Hell is other people. Social networks and the impossibility of informational self-determination

In this highly thought-provoking talk, Ulrik Brandes, Professor of Social Networks at the ETH Department of Humanities, Social and Political Sciences discussed how data modelling and network-based inference could make it difficult for individuals to protect their privacy, even if they choose to disclose as little personal data as possible.

by Najmeh Karimian-Marnani & Florian Dorner

ISTP Colloquium: Prof. Ulrik Brandes
ISTP Colloquium: Prof. Ulrik Brandes

Privacy has received increasing attention over the course of the 20th century, as states and companies have become able to collect and process greater amounts of data. While this data could improve policies or better understand demand and consumer attitudes, it also has nefarious uses, such as monitoring individual citizens or targeted propaganda. In the context of these tensions, the German Federal Constitutional Court coined the term of Informational self-determination, which refers to each individual's authority to determine disclosure and use of their own personal data, in a 1983 ruling related to censuses. More recently, the advent of the internet and social media has made it easier than ever before to collect and distribute data, which has led the European Union to establish more stringent General Data Protection (GDPR) laws. 

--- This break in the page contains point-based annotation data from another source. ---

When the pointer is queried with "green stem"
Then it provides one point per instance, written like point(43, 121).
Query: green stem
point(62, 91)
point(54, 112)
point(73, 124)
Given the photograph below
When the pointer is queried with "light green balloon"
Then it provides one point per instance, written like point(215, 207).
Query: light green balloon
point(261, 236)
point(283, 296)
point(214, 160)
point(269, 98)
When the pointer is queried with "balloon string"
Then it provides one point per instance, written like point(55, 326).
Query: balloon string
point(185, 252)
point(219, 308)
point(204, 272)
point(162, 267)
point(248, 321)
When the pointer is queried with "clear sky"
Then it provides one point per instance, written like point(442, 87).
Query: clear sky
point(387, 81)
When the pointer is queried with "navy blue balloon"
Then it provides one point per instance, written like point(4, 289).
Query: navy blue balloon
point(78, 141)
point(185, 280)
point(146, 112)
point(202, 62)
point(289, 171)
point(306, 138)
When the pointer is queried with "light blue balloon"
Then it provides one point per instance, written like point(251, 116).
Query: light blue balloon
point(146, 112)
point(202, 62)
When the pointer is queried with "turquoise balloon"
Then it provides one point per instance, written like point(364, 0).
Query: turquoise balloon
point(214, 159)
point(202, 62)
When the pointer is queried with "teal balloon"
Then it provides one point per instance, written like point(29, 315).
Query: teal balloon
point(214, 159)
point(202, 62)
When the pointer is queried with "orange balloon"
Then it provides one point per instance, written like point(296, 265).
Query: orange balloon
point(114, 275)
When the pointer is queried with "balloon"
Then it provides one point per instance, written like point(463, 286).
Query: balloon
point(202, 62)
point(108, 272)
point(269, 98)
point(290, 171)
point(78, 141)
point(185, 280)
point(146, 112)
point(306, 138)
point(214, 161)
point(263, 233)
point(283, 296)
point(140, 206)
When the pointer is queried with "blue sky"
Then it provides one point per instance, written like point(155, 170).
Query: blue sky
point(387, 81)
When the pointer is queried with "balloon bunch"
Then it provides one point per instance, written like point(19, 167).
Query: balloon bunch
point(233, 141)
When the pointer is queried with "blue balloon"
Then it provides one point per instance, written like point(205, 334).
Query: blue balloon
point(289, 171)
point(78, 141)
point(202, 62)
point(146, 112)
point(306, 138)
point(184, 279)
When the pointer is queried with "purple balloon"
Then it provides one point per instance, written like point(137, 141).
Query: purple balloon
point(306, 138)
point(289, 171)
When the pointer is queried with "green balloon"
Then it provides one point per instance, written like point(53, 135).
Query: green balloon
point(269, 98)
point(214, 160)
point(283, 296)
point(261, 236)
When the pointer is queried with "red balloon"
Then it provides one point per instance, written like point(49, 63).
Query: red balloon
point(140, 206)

GDPR explicitly addresses the processing of information, which includes data modelling and inferential data predictions. Data modelling is often based on empirically observed individual, social and cultural regularities in the available data, which are extrapolated to form data points for data that would otherwise be hard or expensive to obtain. For example, voters from rural areas are more likely to vote Republican in US elections, and support for a recent Swiss referendum on keeping housing affordable was stronger in areas with high housing costs. In this way, predictions about individual political preferences based on demographic data can easily be made.

A particularly salient example of data modelling is the scandal around Cambridge Analytica. In 2018, it was revealed that the British firm used data collected from a seemingly academic mobile application to access users' Facebook profiles and even that of their connections. The data was used to predict a user's personality for more effective microtargeting. This included political messaging linked to the 2016 presidential campaigns of Donald Trump and Ted Cruz (in the US) and the 2016 Brexit election. The scandal received world-wide media attention, further exacerbated by the fact that the app had access to the profiles of the Facebook 'friends' of its users; so, even non-users unknowingly had their data shared. 

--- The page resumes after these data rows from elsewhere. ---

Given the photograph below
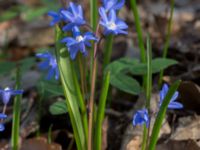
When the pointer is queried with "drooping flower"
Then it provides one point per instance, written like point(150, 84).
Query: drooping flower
point(50, 64)
point(73, 16)
point(78, 42)
point(172, 104)
point(113, 4)
point(141, 117)
point(112, 24)
point(2, 116)
point(7, 93)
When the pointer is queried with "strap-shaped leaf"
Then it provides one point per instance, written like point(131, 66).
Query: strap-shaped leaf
point(70, 92)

The Cambridge Analytica scandal already hints at how inferences about people can be made without their consent in the context of social networks. Surprisingly, this often does not require information that individuals are unwilling to share; personal data about their connections can already provide a lot of information due to commonly observed regularities in network structures.

To explain what is meant by regularities in the data, Professor Brandes introduced the concept of homophily: those who have strong connections in real or virtual social networks are likely to share many characteristics and behaviours. This is due to two complementary processes named social selection and social influence. Social selection describes an individual's propensity to pick social partners based on their attributes - often picking those who are similar to them to connect with. On the other hand, our individual attributes and opinions are influenced by our social connections, often making us more similar to the people we are closely connected to overtime (social influence).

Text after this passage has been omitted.